Nationality: English
Date of Birth: 1839
Place of Birth:
Date of Death: 1885
Place of Death:


Matthew Robinson Elden was an artist.


Elden, who in 1879 he was living at 69 Mallinson Road, New Wandsworth, in Battersea, London, was friendly with JW from the mid 1870s. He was employed by JW to keep track of his paintings after his bankruptcy and was in contact with JW during his stay in Venice in 1880.

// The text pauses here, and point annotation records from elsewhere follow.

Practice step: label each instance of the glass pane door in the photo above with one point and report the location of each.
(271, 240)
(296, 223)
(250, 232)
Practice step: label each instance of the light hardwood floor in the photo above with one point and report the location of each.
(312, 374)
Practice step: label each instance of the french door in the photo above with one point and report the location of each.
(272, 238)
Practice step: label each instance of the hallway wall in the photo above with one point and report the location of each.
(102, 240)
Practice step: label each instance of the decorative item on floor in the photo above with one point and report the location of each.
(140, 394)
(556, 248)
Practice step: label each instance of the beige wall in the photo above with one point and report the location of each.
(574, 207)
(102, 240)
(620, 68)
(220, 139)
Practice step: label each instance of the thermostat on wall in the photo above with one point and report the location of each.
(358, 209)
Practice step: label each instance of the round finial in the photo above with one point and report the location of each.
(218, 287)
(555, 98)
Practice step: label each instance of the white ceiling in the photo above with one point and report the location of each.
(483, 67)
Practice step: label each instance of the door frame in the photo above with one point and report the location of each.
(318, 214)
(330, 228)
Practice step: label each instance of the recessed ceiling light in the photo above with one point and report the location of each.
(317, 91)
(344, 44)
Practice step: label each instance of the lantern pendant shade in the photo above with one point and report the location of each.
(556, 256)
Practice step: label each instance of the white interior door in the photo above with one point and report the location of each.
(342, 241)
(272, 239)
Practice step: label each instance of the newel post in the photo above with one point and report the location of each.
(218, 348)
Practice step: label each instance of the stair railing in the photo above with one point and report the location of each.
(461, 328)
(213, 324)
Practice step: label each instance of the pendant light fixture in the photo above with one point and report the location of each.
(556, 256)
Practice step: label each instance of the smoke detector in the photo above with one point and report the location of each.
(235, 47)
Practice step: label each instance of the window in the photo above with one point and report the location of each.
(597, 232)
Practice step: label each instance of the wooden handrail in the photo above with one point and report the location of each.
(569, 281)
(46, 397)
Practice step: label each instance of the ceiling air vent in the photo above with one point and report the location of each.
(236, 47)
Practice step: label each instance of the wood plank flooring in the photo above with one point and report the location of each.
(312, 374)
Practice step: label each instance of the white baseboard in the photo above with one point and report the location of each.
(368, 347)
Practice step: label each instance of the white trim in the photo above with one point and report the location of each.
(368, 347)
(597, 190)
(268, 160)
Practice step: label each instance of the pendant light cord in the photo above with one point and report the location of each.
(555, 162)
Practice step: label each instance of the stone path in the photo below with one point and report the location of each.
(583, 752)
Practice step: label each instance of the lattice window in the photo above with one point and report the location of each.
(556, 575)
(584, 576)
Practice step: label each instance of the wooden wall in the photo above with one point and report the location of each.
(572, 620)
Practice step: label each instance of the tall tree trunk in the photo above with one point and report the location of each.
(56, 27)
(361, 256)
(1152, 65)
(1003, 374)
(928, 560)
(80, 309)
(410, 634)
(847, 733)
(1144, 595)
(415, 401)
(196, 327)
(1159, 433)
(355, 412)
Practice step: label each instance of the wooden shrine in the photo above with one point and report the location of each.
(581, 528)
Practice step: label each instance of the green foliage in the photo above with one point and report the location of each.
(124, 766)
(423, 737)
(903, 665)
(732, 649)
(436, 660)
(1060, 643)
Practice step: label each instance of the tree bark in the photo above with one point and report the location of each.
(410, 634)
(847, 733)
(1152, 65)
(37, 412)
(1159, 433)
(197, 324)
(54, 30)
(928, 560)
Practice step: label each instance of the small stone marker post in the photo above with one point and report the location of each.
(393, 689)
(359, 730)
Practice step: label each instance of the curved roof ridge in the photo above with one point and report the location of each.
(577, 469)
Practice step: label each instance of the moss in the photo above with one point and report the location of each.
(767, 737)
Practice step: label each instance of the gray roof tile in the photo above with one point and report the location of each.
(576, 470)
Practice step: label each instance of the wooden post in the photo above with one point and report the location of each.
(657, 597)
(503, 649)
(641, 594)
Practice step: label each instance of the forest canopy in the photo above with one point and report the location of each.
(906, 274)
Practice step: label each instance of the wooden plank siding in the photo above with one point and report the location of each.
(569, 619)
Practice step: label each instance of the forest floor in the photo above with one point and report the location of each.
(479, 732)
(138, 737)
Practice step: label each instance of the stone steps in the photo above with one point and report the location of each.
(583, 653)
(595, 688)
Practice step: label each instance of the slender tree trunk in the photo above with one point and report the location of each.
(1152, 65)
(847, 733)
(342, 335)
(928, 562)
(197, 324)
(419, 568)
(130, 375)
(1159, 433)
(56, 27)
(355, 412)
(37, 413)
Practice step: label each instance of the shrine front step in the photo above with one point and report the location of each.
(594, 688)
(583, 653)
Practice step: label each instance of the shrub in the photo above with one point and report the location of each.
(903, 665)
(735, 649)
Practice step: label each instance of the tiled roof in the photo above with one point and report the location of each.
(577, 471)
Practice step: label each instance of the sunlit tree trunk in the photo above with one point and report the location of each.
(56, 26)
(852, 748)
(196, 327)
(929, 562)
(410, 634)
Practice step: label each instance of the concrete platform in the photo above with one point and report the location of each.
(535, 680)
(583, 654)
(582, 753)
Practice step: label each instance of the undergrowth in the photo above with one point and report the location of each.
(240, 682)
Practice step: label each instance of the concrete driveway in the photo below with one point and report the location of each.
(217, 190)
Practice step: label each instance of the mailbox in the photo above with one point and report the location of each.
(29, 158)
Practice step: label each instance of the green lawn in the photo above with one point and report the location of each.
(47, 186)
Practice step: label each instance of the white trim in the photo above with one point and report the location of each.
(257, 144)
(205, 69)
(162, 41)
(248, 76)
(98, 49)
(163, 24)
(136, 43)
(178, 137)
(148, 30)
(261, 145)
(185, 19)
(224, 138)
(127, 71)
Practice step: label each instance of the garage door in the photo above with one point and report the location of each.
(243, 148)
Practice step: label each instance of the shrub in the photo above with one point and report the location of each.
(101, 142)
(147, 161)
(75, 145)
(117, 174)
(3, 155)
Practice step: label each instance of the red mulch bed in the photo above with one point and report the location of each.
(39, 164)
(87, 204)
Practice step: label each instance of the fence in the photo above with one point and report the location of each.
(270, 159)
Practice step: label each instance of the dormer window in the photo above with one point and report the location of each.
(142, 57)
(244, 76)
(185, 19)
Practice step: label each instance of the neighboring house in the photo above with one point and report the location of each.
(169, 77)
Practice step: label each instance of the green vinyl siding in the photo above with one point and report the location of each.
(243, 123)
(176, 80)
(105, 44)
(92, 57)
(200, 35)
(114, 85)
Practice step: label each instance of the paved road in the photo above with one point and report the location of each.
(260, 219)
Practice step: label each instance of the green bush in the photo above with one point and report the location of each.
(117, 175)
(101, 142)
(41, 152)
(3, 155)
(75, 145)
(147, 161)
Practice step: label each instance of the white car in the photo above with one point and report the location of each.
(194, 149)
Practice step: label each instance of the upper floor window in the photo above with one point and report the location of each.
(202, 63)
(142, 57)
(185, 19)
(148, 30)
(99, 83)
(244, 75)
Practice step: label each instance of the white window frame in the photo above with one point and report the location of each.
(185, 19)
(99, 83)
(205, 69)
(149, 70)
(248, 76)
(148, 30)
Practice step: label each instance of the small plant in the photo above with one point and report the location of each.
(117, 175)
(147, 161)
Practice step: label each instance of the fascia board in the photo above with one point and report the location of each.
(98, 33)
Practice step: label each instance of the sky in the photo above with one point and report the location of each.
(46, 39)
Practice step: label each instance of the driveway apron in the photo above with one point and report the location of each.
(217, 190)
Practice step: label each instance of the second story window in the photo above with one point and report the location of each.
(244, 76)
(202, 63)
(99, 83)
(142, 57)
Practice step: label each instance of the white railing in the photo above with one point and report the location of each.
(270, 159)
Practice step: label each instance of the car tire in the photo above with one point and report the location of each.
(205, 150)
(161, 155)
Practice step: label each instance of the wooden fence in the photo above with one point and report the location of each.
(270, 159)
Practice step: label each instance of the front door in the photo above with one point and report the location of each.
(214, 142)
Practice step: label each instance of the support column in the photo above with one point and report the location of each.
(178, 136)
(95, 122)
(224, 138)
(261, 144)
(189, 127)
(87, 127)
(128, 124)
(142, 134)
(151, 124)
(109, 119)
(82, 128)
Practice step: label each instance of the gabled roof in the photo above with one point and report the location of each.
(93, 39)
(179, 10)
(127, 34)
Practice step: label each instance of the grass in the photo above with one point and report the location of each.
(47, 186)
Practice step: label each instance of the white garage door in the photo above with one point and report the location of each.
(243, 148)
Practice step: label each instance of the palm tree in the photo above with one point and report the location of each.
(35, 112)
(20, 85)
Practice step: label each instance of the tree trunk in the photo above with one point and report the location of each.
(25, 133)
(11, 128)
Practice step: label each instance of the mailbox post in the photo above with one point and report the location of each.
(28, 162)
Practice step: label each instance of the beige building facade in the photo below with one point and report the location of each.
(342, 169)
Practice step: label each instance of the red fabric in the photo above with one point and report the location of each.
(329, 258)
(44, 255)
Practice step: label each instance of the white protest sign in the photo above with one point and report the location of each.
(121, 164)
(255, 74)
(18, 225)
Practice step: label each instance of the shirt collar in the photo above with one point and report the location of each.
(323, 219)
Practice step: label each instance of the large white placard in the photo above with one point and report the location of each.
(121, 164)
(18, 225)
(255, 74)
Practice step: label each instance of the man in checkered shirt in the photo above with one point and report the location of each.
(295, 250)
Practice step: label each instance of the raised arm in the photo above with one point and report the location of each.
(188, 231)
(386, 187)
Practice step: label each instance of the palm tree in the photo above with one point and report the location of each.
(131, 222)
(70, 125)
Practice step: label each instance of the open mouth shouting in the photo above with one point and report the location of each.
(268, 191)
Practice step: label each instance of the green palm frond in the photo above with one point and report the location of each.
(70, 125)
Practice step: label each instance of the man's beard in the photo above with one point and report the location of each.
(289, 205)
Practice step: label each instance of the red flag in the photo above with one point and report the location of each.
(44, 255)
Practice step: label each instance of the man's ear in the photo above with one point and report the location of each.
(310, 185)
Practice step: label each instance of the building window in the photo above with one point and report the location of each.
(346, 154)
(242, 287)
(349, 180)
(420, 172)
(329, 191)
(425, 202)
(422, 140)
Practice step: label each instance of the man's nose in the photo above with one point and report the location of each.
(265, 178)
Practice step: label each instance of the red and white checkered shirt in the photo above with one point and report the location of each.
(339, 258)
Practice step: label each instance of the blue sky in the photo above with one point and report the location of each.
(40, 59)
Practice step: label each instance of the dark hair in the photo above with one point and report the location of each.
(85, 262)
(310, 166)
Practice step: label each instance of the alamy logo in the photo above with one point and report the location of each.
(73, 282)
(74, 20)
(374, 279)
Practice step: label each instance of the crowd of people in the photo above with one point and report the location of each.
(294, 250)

On JW's return from Venice, Elden was frequently to be found in his company. JW sought to persuade Elden to travel to Jersey and Guernsey with him in 1881, suggesting that he might get a number of watercolours done there and thus earn himself some money [#12818]. Way recalled: 'Whistler always seemed to want to have some one in attendance, as it were, when he was working, and for a long time a mysterious man named Eldon was constantly around him. What he did exactly, or even how he lived, I do not know, but he was entertaining, and seemed generally to make himself useful to Whistler.' Alan Cole noted in his diary on 2 May 1882 that JW was 'painting his 'Blue Girl' [Scherzo in Blue: The Blue Girl (YMSM 226)]. Eldon there as a kind of claque calling out splendid on each of J's strokes on canvas'. JW referred to him affectionately at this time as 'Eldoni' [#12829].

In 1882 JW began a portrait of Elden, Portrait of H. R. Eldon (1) (YMSM 243). He also made a smaller version, Portrait of H. R. Eldon (2) (YMSM 244), which, according to Pennell, was sent to the Whistler Memorial Exhibition in London in 1905. According to Walter Sickert a further portrait of Elden was carried out around 1883. Portrait of H. R. Eldon (3) (YMSM 245) was the only one of the three portraits to survive, although it was never finished.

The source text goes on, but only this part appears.